Eserin sonlarına doğru bütün partilerin farklı oktavlardaki Fa diyez sesinde buluşması, şairin gözde bağlacı “ve” üzerinde olur. Bu buluşmanın ilk anlarında koristlerin bir bölümü hâlâ şu dizeleri okumaktadır: “ve yanan gözlerimizle durduk / bu dünyanın üzerinde”, “ve ben o kavgayı / ve ben seni sevenim”. Farklı dizelere ait “ve”lerin bu kesişme ve buluşma ânını, notalarını kağıda düşürdükten sonra fark eden bestecinin yaşadığı duyguyu ancak bir şair ya da mutluluğun resmini çizebilen bir ressam anlatabilir.

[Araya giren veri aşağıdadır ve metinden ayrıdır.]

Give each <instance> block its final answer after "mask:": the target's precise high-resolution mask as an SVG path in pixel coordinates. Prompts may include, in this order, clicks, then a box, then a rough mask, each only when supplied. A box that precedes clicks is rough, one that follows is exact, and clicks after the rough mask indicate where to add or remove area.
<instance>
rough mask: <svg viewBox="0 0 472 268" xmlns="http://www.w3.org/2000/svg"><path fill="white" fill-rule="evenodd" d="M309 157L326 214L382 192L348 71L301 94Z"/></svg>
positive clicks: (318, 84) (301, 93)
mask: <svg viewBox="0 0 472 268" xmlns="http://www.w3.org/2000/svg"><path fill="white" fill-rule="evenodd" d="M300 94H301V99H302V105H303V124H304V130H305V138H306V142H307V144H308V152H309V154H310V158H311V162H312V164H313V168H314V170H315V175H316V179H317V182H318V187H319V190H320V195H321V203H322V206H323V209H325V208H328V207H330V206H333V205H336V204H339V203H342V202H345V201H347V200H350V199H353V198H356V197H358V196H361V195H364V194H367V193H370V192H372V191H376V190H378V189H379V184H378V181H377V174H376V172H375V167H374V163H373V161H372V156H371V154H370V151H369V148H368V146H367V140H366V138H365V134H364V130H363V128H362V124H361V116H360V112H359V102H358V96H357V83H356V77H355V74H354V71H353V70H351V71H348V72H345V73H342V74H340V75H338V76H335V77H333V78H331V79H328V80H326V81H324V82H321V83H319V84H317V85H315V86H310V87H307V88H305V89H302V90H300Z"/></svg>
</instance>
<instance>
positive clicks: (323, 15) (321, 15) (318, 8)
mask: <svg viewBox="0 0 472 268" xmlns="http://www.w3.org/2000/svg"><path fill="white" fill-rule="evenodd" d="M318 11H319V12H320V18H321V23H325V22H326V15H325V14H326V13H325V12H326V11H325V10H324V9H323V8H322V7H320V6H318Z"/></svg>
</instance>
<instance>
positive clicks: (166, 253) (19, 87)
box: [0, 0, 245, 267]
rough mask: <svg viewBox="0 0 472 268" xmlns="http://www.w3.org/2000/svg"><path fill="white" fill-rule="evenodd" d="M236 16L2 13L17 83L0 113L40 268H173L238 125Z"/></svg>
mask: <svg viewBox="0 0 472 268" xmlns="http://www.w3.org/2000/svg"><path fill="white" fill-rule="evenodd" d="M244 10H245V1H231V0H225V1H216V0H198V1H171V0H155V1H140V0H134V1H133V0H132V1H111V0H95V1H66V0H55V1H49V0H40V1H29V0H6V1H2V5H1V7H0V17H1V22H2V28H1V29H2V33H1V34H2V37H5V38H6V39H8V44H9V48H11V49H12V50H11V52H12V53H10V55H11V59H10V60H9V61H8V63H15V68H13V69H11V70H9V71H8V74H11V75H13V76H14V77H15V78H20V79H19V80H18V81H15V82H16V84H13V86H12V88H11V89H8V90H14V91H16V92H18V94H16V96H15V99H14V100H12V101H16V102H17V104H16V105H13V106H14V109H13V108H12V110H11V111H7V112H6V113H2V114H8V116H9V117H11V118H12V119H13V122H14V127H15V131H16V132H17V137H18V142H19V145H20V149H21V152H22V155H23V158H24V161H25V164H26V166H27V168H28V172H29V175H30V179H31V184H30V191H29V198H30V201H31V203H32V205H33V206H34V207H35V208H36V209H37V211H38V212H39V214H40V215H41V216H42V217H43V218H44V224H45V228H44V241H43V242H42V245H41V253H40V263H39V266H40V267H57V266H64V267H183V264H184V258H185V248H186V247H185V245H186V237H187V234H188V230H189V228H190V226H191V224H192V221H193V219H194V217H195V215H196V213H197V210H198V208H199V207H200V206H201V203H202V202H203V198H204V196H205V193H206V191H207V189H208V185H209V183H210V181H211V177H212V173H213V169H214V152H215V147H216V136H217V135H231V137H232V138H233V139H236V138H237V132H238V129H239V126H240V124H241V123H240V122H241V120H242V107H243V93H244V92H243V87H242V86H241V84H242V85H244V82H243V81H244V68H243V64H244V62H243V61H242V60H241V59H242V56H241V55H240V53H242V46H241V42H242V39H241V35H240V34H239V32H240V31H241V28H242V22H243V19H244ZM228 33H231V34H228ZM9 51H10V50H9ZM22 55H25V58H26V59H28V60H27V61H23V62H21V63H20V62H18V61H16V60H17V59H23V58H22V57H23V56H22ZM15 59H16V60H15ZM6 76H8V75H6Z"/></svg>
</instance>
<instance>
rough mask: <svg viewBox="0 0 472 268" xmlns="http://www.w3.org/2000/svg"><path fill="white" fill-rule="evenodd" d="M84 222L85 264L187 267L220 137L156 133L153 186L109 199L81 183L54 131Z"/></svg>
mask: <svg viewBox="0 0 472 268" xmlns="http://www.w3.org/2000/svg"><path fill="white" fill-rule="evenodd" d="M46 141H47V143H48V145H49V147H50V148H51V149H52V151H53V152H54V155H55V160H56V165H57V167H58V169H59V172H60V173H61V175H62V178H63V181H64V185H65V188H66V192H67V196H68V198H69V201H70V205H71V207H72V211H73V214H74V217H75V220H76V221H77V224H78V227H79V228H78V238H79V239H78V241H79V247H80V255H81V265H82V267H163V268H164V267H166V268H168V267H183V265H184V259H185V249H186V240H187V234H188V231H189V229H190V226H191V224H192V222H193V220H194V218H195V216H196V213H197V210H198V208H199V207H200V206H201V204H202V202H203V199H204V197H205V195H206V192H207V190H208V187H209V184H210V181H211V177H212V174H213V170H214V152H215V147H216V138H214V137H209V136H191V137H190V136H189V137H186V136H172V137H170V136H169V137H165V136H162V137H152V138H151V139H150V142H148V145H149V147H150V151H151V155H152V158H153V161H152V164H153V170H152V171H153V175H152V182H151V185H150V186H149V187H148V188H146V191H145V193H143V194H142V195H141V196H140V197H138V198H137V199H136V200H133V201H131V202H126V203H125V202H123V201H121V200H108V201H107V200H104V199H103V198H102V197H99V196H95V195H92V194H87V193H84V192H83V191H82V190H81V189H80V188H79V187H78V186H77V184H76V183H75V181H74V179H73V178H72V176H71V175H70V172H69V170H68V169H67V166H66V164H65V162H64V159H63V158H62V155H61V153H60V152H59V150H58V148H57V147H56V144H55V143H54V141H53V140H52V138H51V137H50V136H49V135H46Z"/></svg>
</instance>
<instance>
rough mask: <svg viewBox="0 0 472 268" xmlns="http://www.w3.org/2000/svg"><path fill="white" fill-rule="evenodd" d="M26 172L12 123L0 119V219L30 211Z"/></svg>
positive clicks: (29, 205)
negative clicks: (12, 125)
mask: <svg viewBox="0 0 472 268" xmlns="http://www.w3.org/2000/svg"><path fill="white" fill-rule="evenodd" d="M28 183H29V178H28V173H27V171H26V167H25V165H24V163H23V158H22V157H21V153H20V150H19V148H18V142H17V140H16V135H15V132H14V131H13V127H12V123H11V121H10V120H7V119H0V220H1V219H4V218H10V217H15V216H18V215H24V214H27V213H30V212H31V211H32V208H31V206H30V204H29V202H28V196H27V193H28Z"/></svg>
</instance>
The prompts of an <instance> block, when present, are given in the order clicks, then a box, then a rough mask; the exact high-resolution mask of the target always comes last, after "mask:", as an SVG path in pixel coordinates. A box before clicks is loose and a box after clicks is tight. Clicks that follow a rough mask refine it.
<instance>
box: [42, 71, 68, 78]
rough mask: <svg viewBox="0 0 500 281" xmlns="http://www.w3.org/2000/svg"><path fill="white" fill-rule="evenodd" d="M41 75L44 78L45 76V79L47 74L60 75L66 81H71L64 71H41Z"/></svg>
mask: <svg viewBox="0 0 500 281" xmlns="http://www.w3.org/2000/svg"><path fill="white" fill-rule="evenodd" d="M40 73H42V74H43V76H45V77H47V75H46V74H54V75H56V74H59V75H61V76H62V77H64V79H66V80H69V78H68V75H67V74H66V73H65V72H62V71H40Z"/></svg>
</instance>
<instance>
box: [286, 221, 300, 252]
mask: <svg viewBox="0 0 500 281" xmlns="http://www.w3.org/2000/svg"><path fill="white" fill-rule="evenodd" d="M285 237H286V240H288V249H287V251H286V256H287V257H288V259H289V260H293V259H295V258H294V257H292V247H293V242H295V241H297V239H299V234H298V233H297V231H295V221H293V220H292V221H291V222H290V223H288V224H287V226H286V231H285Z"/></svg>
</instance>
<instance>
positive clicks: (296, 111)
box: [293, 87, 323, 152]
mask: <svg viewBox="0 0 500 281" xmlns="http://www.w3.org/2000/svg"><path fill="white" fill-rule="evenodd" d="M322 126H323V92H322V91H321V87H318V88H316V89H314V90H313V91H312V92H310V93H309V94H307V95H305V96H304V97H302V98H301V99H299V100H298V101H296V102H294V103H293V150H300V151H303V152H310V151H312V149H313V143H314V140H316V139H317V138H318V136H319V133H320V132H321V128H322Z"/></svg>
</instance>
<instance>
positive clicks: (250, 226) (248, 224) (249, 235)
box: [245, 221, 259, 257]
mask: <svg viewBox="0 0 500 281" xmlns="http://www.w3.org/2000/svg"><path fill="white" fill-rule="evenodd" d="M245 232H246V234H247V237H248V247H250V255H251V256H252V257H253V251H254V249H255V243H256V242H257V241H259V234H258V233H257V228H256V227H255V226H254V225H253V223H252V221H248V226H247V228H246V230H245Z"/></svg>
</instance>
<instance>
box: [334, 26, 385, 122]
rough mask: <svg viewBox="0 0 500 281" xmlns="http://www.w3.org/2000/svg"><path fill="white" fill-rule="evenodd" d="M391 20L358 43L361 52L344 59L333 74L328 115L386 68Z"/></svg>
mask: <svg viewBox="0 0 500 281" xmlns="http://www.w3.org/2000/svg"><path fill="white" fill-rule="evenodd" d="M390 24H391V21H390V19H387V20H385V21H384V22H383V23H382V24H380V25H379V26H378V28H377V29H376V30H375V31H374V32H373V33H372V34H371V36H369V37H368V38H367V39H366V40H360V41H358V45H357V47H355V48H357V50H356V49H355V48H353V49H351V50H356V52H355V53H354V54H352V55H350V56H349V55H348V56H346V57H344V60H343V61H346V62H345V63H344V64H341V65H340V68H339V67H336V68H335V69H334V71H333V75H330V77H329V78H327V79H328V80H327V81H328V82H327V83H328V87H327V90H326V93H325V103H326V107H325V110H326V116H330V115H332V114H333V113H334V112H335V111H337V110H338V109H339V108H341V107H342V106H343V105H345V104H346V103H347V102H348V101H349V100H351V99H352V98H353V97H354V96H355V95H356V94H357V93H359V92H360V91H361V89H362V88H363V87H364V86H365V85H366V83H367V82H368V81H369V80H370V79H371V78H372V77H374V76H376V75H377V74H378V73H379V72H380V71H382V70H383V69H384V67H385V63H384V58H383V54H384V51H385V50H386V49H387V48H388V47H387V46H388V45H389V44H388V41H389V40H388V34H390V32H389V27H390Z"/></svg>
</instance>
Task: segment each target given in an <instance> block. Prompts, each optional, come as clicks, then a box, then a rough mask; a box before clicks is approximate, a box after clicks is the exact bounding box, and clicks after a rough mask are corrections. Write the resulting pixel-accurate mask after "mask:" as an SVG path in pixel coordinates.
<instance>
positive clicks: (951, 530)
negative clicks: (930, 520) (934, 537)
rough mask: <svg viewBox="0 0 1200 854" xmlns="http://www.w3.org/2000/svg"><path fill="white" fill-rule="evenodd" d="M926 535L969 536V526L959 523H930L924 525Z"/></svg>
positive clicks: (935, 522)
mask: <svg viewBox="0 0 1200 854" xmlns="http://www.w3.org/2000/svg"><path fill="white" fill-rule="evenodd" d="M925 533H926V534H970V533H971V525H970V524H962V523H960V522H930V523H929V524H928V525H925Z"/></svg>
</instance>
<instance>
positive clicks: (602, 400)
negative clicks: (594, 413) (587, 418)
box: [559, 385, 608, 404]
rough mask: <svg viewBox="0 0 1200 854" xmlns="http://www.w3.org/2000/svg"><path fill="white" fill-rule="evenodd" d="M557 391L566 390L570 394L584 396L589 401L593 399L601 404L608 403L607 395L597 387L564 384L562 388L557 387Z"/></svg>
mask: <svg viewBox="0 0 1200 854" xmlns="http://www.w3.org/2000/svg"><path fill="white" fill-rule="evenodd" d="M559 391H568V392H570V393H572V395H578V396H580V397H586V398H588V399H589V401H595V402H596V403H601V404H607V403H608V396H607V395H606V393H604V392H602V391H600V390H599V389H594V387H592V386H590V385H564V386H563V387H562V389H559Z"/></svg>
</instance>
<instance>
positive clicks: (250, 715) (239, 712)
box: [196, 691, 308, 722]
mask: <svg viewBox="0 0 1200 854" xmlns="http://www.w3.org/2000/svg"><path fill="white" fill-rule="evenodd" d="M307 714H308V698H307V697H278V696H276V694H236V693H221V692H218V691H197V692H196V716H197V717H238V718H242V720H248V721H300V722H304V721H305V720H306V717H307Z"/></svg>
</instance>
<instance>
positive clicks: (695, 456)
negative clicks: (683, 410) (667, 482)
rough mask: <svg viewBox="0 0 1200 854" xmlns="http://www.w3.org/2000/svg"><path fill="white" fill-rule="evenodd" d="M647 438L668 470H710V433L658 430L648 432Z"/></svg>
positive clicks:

Kuvâyı Milliye’nin son bölümü Büyük Taarruz’un başladığı geceyi ve şafağı canlı, gerçekçi karakterler eşliğinde anlatır. Bu bölümde Ali Onbaşı adlı bir karakter de belirir. Destanın sonunda, Büyük Taarruz’un bittiği anlarda Ali Onbaşı yaralı bir durumda çevresine bakınırken bir türkü işitir. “Dörtnala gelip Uzak Asya’dan” dizesiyle başlayan bu kesit, Kuvâyı Milliye destanının en iyi bilinen kesitidir. Sekiz sesli koro için bestelenen eser, Ali Onbaşı’nın o andaki konumunu ve durumunu betimleyen dizelerin okunmasıyla başlar. Müzik, “ve sadece kahretmiyor/ yaratıyordu da” dizelerinin okunduğu yerde, “yaratıyordu” sözcüğüyle birlikte, soprano ve altoların uzaklardan gelen mırıltısıyla belirir ve “Ali Onbaşı bir şimşek hızıyla düşündü/ ve şu türküyü duydu:” dizelerinin biraz sonrasında, Anadolu deyişlerini çağrıştıran, 5/8’lü ölçü üzerinde yürükçe ilerleyen bir “türkü” açığa çıkar. Nikriz makamındaki bu ezginin ve sonrasında duyulan ezgilerin belli bir türküyle bağı yoktur. Başlangıcı ve bitişi neredeyse sinematografik imgelerle bezenmiş parçanın ses dokusuna, Anadolu ağıtlarını çağrıştıran ezgi parçacıkları ve uzun sesler serpiştirilmiştir. Üçer dizelik dört gruptan oluşan şiirin bölümleri şu kurguyla müziğe taşınmıştır:
1. dize grubu: Bas 1-2
2. dize grubu: Bas 1-2, Tenor 1-2
3. dize grubu: Tenor 1-2, Alto 1-2 (+Bas 1)
4. dize grubu: Alto 1-2, Soprano 1-2 / Tenor 1-2, Soprano 1-2 (+Alto 1, Bas 1)
Böylece türkü, hem giderek üst ses bölgelerine doğru yayılır ve daha geniş bir polifonik görünüm sergiler, hem de adım adım dinleyicilere (ve Ali Onbaşı’ya) yaklaşır. Türkünün gözden kaybolmasının ardından, ara nağme anlatımında yepyeni bir ezgi belirir. Sonrasında, parçanın açlışındaki mırıltıları andıran tınılarla birlikte sessizliğe doğru yol alarak bu ezgi de yitip gider.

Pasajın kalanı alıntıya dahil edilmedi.